Speaking of money and morally controversial television, the hus and I are enjoying our best purchase ever with things like Treksgiving (wholesome) and the Dexter season finale (gruesome).

The 52" HD LED Sharp Aquos (1080p, 120 Hz) and Black Friday blue-ray player have me watching television without glasses (maybe 3D one day though), blissfully streaming Netflix, and appreciating things like skin bumps and couch-side seats to Laker games.

It's been worth every second since 3 a.m. that dark morning, even curbside at the Navy Exchange, forced to NaNoWriMo in a small beach chair surrounded by weirdly humid November air.

When there's time - or when we're so sick of staring at computer screens and cockpit diagrams - we laze on our gratefully hand-me-down and luckily plush couches to watch The Next Generation in the best kind of marathon to run. Sometimes Top Gear. The American version is coming along. Sometimes Shake it Up!. When Cary's not in the room. The result is though, I can barely turn on the midget TV in the bedroom. It's painfully small. I best work harder to avoid death by squinting if I ever want to watch TV horizontally again.

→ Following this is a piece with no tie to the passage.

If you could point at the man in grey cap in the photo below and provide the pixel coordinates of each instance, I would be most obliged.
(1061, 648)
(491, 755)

With the novel in edit mode, and freelance jobs underway, I picked up a quilting project under the very kind hand of a friend willing to help. It's quite fascinating really. And relaxing. The fabric store filled with happy, knowledgable seamstresses. The hum of the machine. Family Guy playing in the background. It's not fucking and punching, I know. But it's stitching and bitching, as my oracle says.

And Cary picked up Primary Flight Training. The week after Thanksgiving, he began primary school at the Naval Air Station Whiting Field. It's been less intense than API so far, but more of the same. Long days. Heftier studying in segments. A lot of tests this coming week. He's specifically in Training Squadron 3 (VT-3), a Red Knight. And the Knights were assigned the T-6, officially.

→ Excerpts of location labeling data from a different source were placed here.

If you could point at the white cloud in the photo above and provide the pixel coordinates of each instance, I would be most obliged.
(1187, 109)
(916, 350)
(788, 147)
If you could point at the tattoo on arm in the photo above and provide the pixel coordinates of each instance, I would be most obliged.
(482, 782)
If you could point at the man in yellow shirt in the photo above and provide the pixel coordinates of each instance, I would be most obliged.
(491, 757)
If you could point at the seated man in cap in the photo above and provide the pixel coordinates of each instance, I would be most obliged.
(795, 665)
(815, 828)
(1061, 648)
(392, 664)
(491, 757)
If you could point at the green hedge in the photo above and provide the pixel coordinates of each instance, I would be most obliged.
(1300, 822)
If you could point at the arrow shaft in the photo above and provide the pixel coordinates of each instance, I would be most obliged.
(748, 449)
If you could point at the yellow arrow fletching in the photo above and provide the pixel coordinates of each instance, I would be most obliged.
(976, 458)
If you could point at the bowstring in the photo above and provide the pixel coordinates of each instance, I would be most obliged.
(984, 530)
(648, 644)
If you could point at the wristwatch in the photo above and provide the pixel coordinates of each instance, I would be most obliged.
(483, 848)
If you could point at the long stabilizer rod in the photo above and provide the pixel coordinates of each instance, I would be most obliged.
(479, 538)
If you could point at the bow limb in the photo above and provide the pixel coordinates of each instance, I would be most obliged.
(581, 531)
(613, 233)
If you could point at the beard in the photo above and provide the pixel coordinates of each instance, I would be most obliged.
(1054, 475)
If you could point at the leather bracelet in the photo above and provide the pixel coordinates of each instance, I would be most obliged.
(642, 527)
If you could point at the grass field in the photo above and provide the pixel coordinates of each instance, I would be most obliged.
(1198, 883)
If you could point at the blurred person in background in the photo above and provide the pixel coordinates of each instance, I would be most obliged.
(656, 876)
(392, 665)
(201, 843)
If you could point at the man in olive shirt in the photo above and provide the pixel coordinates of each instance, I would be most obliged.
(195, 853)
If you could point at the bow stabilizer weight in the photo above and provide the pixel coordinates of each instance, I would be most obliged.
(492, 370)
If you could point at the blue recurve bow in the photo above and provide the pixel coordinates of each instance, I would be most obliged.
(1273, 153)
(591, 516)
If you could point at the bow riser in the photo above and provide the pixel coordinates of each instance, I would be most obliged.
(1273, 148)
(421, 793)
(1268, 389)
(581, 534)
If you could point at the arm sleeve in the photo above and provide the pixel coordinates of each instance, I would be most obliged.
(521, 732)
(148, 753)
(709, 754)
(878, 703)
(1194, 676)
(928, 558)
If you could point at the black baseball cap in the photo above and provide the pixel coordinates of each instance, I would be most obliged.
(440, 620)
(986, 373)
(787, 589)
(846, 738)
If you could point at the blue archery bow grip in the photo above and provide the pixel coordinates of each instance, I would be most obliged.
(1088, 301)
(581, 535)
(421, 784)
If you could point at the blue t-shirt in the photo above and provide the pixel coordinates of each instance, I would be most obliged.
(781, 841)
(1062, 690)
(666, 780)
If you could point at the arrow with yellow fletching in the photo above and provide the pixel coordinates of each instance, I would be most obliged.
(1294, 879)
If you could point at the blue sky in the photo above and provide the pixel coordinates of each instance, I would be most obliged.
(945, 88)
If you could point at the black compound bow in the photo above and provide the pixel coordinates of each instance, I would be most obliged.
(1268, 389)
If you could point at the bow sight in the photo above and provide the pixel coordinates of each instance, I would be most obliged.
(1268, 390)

He'd kill me for saying this, but the Red Knights wear red T-shirts under their olive green, canvas-y feeling flight suits - and it looks really cute, er sharp; it matches their VT-3 velcro patch and everything. It’s also Christmas-y. This is all very important, you see. For pictures and memories and Top Gun reenactments.

Whiting is home to other cooly named flyer squadrons including the HT-8 Eightballers, made up of helicopter pilots. And the HT-28 Hellions. I seem interested in this now, but when Cary was showing me around Whiting Field for the first time, before his mandatory class on marriage in flight school (hee hee), I just wanted to go eat a sandwich. But I really am proud. And full now. He’s leading an exciting life that one. He should write a book.